The Buddha, however, saw in his own inquiries, that these very same ordinary mental strategies were, at best, deeply limited. He saw that the limited perceptions and stories that a brain makes up about its pleasant or unpleasant or neutral experience, while useful in the short run, actually contribute to ongoing suffering and prevent us from seeing clearly and acting and living freely.  For me, these strategies kept me from learning how to discern and then live in balance with the normal ups and downs of myself and my relationships and my life as it actually unfolded.

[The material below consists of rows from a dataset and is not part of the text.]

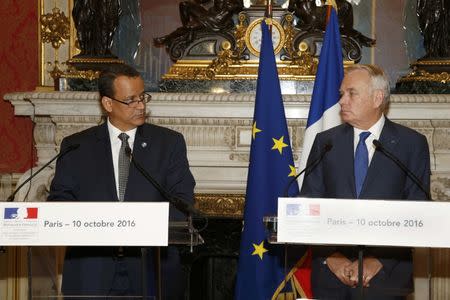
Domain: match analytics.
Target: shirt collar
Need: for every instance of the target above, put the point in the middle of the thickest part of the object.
(114, 133)
(375, 130)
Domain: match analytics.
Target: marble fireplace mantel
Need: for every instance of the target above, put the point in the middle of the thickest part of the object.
(217, 129)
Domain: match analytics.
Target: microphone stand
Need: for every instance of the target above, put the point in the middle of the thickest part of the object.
(360, 271)
(181, 205)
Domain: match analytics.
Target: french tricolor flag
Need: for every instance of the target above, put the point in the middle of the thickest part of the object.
(324, 109)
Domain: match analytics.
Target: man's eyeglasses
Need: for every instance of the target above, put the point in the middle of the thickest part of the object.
(134, 102)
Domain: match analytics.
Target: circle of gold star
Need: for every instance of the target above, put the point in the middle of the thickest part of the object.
(279, 144)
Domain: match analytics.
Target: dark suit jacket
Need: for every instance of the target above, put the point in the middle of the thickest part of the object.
(86, 174)
(334, 178)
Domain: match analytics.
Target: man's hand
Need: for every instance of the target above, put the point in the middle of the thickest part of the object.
(371, 267)
(341, 266)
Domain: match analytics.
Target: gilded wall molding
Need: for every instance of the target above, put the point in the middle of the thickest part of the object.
(220, 205)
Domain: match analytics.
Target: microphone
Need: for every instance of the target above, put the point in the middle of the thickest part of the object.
(409, 173)
(60, 154)
(328, 146)
(180, 204)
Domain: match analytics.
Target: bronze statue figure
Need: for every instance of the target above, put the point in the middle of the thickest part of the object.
(313, 18)
(434, 21)
(96, 22)
(196, 16)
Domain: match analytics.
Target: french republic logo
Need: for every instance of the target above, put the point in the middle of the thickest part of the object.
(20, 213)
(314, 209)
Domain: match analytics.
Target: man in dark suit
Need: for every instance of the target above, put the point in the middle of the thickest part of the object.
(354, 169)
(95, 172)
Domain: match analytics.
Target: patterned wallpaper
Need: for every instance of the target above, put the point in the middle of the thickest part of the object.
(18, 72)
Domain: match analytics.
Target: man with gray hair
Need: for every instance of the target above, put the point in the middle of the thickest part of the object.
(353, 169)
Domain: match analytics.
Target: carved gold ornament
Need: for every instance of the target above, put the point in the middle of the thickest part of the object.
(55, 28)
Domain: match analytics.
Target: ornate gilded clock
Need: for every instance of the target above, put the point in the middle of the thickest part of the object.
(253, 36)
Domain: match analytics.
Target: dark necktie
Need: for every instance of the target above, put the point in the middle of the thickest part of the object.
(124, 165)
(361, 161)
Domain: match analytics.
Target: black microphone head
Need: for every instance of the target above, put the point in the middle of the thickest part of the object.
(73, 147)
(377, 144)
(328, 146)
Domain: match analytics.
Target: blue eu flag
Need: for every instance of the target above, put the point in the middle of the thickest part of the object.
(261, 269)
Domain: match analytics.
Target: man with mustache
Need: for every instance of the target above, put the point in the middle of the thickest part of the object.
(93, 173)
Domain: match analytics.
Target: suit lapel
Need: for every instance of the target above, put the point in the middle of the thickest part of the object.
(141, 148)
(103, 156)
(388, 139)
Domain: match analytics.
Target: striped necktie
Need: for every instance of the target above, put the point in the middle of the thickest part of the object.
(361, 161)
(124, 165)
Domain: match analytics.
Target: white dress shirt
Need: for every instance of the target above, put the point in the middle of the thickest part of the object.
(375, 132)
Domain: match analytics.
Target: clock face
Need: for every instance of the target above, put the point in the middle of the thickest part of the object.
(253, 36)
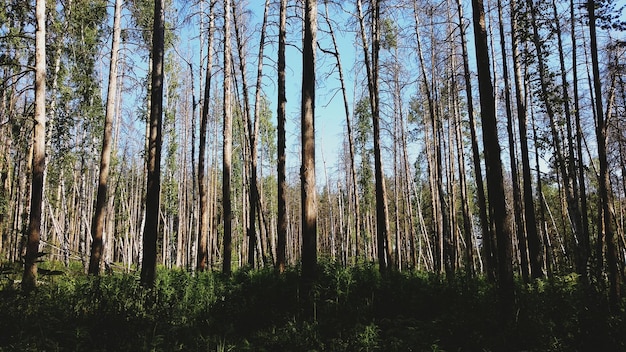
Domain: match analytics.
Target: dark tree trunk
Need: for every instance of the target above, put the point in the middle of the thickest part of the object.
(282, 117)
(605, 209)
(307, 172)
(495, 181)
(153, 187)
(203, 224)
(29, 278)
(97, 225)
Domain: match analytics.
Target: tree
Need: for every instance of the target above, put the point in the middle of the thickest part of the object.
(203, 224)
(153, 187)
(605, 208)
(529, 210)
(307, 125)
(97, 225)
(227, 148)
(372, 68)
(281, 117)
(495, 181)
(29, 279)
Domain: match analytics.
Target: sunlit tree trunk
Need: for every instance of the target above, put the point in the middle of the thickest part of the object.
(517, 198)
(29, 278)
(227, 147)
(308, 190)
(97, 226)
(353, 175)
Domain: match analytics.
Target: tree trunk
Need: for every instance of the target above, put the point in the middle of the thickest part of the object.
(585, 245)
(517, 197)
(308, 190)
(353, 175)
(382, 212)
(495, 181)
(478, 174)
(97, 226)
(227, 148)
(29, 278)
(203, 226)
(282, 117)
(534, 245)
(605, 208)
(153, 186)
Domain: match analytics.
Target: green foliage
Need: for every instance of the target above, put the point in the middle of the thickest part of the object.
(356, 309)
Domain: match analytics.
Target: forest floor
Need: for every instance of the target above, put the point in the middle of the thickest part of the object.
(347, 309)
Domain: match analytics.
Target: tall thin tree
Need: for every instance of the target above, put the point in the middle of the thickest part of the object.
(307, 125)
(605, 210)
(281, 117)
(203, 225)
(97, 225)
(227, 147)
(153, 187)
(29, 278)
(493, 162)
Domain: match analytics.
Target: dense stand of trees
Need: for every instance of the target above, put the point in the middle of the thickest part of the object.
(524, 175)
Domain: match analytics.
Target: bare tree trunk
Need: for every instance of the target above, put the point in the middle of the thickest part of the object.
(517, 201)
(97, 226)
(227, 147)
(606, 212)
(308, 191)
(495, 181)
(372, 66)
(532, 236)
(29, 279)
(153, 186)
(353, 177)
(203, 226)
(585, 245)
(487, 237)
(282, 117)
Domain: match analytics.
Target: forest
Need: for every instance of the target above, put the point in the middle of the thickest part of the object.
(329, 175)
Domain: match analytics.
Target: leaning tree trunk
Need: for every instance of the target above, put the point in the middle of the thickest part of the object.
(97, 226)
(29, 278)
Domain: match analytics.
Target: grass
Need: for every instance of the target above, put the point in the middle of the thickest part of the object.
(354, 309)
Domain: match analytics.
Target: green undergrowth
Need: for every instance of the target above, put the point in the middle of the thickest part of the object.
(347, 309)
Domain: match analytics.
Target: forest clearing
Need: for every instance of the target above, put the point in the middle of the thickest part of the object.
(308, 175)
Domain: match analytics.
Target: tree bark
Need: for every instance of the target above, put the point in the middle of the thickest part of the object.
(605, 208)
(307, 172)
(153, 186)
(493, 162)
(534, 243)
(203, 226)
(227, 147)
(97, 226)
(282, 117)
(29, 278)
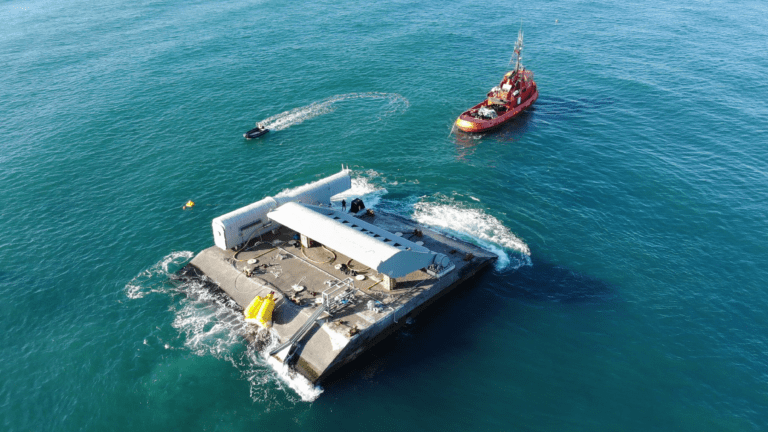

In my meditation practice over time, awareness of these patterns began to surface in riots of mental agitation, depression, anxiety and confusion. At first, these experiences seemed wrong; certainly I was failing at this meditation thing! My teachers continued to quietly and kindly offer guidance to “…accept…absolutely everything, without trying to control or judge or pull away.” and “If you can let your experience happen, it will release its knots and unfold, leading to a deeper, more grounded experience of yourself.”   With their ongoing support, I slowly came to know that my dis-ease was an important blessing on the road to healing long buried anxieties, griefs, shames and rage. Further, my teachers encouraged me not to imagine that my meditation practice would, alone, solve everything. Just as Siddhartha came to recognize the importance of physical nourishment and a basic level of physical well-being, so too I was invited to receive the additional nourishment of basic mental health therapies. Over time and with the guidance of many, I gradually have come to a more relaxed and kind awareness of the limited and narrow ways that I had stored my sense of myself and others.

The Buddha’s teachings continue to invite me to an ever-deeper discovery of life – and joy – as it is, now. Today there is more curiosity: ongoing investigation of the experience of the body and of the incomplete summaries that my brain offers.  I explore this as a living path; the conditioned tangles of my body and mind continue to unwind as I learn to more happily ride the waves of each present moment. I discover ever deeper wisdom and compassion for myself, for my dear and struggling father, and for all beings who suffer.